NewsGuard: annuncio partnership con OMS

NewsGuard e l’Organizzazione mondiale della sanità: insieme per combattere la disinformazione


NewsGuard fornirà all’OMS e alle piattaforme online cui l’OMS offre consulenza su contenuti legati alla salute, una serie di dati e di report volti a combattere la disinformazione online. In base all’intesa appena annunciata, le informazioni di NewsGuard verranno date all’OMS a titolo gratuito e saranno rese disponibili a varie piattaforme digitali, tra cui Facebook, Google, YouTube, Twitter e TikTok, sotto la direzione dell’OMS.
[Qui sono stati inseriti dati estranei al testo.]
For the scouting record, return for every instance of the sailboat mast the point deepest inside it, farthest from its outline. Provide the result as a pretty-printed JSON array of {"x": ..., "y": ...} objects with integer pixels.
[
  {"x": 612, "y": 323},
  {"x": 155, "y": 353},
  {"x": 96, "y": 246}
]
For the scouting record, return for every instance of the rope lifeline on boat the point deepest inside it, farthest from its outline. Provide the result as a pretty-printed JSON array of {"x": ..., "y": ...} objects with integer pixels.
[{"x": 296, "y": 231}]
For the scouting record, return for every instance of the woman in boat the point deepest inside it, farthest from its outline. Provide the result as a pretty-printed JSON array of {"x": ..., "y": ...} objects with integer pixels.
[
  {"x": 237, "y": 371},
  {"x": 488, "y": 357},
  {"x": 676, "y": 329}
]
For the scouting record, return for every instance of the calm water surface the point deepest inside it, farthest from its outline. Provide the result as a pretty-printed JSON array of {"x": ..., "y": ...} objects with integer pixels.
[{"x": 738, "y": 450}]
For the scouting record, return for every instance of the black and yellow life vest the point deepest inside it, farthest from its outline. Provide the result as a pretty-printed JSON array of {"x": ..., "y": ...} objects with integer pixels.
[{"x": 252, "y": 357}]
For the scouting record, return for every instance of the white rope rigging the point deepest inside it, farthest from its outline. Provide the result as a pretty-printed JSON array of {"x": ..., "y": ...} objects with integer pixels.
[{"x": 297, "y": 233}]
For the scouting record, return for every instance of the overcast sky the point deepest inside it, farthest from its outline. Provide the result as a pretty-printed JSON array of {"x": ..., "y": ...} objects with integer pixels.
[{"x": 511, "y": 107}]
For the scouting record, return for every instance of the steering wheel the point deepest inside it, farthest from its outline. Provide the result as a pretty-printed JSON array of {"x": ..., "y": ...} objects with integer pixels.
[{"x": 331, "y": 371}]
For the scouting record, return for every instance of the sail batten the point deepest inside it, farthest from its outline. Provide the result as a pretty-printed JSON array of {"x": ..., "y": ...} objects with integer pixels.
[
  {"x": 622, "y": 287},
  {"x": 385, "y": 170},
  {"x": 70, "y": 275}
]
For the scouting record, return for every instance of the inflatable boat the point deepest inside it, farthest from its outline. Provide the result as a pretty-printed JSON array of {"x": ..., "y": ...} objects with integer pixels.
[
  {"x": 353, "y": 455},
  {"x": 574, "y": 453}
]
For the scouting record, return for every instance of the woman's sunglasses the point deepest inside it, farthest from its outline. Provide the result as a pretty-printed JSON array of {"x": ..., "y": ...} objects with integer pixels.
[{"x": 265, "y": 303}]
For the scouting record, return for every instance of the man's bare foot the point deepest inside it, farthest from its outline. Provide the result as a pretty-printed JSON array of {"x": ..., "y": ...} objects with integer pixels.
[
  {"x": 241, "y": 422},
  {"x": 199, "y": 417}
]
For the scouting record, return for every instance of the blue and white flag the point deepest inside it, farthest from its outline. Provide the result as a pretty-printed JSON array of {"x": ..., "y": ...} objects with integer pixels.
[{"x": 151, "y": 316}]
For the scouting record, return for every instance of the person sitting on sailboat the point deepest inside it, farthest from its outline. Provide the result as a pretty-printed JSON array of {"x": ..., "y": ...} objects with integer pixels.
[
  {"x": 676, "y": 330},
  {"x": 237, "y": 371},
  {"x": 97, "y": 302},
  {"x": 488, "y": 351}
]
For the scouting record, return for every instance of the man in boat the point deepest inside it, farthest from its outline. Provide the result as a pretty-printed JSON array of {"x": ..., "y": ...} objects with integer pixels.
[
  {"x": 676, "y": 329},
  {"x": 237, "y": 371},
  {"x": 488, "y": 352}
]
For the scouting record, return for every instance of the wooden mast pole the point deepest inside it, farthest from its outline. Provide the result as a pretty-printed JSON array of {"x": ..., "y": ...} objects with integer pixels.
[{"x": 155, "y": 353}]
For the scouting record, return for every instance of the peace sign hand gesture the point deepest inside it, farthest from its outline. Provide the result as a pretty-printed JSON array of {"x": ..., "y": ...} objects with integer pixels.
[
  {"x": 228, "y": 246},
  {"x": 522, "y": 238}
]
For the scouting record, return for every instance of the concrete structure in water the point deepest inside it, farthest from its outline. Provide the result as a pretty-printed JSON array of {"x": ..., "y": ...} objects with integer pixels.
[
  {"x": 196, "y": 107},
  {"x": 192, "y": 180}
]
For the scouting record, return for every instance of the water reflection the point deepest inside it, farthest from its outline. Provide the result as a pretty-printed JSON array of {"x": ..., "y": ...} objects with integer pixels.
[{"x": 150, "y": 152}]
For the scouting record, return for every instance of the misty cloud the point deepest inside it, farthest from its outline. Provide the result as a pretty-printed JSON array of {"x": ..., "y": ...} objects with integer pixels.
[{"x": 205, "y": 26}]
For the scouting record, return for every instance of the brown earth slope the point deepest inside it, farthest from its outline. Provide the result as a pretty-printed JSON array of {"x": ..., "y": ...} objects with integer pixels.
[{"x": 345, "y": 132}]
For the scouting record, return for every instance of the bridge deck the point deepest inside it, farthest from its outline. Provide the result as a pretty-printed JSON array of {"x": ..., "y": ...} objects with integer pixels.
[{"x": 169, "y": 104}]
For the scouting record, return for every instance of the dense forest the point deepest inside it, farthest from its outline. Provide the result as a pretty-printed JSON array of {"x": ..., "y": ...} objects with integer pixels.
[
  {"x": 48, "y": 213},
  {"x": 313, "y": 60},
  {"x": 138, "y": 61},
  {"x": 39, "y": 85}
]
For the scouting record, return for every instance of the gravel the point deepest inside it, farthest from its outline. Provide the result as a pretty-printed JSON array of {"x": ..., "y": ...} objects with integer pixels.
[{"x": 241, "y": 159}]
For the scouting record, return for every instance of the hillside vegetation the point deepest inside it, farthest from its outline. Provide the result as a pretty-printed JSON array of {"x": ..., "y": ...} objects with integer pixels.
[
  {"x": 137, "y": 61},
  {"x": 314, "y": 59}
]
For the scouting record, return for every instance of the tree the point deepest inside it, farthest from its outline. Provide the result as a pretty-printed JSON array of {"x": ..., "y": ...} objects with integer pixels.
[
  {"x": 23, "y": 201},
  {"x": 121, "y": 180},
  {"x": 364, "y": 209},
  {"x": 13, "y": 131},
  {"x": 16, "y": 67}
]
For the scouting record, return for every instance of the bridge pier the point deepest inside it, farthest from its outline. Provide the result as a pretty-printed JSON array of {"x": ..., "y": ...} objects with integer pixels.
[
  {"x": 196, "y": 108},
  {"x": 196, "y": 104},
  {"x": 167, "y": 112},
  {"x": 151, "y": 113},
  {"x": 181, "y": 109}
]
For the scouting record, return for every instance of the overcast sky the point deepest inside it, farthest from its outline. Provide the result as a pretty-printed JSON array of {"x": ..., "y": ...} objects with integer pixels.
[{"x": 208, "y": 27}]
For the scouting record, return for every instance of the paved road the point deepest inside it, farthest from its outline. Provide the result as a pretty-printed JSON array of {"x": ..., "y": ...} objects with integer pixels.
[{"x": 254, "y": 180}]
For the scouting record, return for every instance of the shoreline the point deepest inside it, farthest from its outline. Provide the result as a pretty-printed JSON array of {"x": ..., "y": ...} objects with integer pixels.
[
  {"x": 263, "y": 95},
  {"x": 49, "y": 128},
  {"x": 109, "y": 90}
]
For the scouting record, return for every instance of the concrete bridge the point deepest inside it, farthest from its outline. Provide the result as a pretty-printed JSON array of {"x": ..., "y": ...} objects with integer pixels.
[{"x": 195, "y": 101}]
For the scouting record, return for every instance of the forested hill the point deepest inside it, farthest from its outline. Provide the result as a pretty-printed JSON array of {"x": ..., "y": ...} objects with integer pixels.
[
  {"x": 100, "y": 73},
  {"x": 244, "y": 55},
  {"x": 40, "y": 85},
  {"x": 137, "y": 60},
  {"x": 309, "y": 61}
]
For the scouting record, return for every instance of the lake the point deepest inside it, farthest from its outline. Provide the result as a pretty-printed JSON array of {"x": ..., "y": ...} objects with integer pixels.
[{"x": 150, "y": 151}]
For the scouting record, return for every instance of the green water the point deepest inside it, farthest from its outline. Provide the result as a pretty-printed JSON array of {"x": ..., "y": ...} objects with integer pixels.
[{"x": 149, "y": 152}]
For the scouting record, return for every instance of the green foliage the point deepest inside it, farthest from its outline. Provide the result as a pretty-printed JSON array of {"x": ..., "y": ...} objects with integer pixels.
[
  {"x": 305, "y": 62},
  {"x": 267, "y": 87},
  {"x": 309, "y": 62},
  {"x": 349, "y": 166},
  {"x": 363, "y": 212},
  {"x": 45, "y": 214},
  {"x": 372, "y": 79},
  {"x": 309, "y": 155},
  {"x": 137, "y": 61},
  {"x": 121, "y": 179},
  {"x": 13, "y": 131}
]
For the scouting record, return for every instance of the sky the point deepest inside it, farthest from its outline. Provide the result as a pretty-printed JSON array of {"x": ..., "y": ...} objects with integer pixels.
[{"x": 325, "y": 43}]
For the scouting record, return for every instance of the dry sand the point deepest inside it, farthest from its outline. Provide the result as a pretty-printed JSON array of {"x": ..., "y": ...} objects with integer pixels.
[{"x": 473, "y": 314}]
Da quando NewsGuard ha iniziato ad analizzare i siti di informazione e a pubblicare le schede informative che valutano l’affidabilità delle fonti di informazione online, è stato sorprendente per i suoi analisti scoprire il volume di false informazioni legate all’ambito medico e sanitario che circolano in rete. Collaborare con l’OMS per contrastare questo tipo di disinformazione aumenta notevolmente l’impatto del lavoro di NewsGuard.

La dottoressa Sylvie Briand, direttrice del Dipartimento di Gestione del rischio infettivo presso l’OMS, spiega così la partnership con NewsGuard: “L’OMS ha combattuto l’enorme propagarsi della disinformazione su più fronti, lavorando fianco a fianco con governi, società e privati. È fondamentale che le persone di tutto il mondo ricevano le informazioni giuste al momento giusto per proteggere se stesse e i propri cari. Ecco perché non vediamo l’ora di lavorare con NewsGuard e con altre piattaforme per combattere la disinformazione”.

L’accordo prevede quattro aree di collaborazione:

NewsGuard metterà a disposizione dell’OMS e delle piattaforme con cui l’OMS comunica, i suoi dati relativi ai siti web e agli account dei social media responsabili della pubblicazione d’informazioni affidabili o non affidabili su questioni relative alla salute.
NewsGuard fornirà all’OMS e alle varie piattaforme dei report ad hoc che permetteranno di identificare i trend della disinformazione medica online.
In collaborazione con NewsGuard, l’OMS creerà sul suo sito web un portale dove le informazioni sopra descritte verranno presentate come “Monitoraggio della disinformazione sulla salute a cura di NewsGuard”.
NewsGuard fornirà dati e informazioni relativi alla disinformazione medica e sanitaria che appaiono su ciascuna delle piattaforme digitali, inclusi social media e motori di ricerca. I dati e le informazioni verranno resi disponibili come feed elettronico per i social media e i motori di ricerca con cui l’OMS è in contatto.
Queste informazioni includeranno i trend di disinformazione relativi a ciascuna piattaforma e le valutazioni di NewsGuard sull’affidabilità complessiva delle fonti. Inoltre, il servizio offerto includerà l’accesso alla nuova “Impronta digitale di NewsGuard”, un identificatore univoco per ogni bufala che, se combinato con gli strumenti di intelligenza artificiale delle piattaforme, consentirà loro di identificare ogni bufala che circola nei loro spazi.

Utilizzando i dati e i report di NewsGuard, le piattaforme digitali potranno combattere la diffusione di notizie false in modo più proattivo rispetto al fact-checking, che interviene quando i contenuti dannosi sono già entrati in circolazione. I social media e le società di ricerca potranno anche mitigare i danni causati dalla diffusione di informazioni false, fornendo informazioni affidabili, come quelle dell’OMS, alle persone i cui feed presentavano bufale.

Negli ultimi mesi i giornalisti di NewsGuard hanno monitorato la disinformazione sul COVID-19 nel proprio Centro di Monitoraggio, che elenca i siti che hanno pubblicato informazioni false sul virus, insieme ad alcuni esempi di tali contenuti. Finora il Centro di Monitoraggio ha identificato 338 siti che hanno pubblicato informazioni false sul coronavirus, come quelle secondo cui la candeggina o la vitamina C prevengono il virus, o quella secondo cui qualsiasi vaccino sviluppato per combattere il COVID-19 sarà troppo pericoloso da assumere. Queste bufale rientrano nel catalogo delle “Impronte digitali” che NewsGuard fornirà all’OMS.

NewsGuard fornirà questi dati gratuitamente all’OMS e alle società che collaborano con l’OMS. NewsGuard fornisce già i suoi dati a Microsoft sulla base della partnership annunciata ad agosto 2018.

Il database delle schede informative di NewsGuard comprende tutti i siti di notizie e informazioni che rappresentano il 95% dell’engagement online negli Stati Uniti, nel Regno Unito, in Francia, Germania e Italia.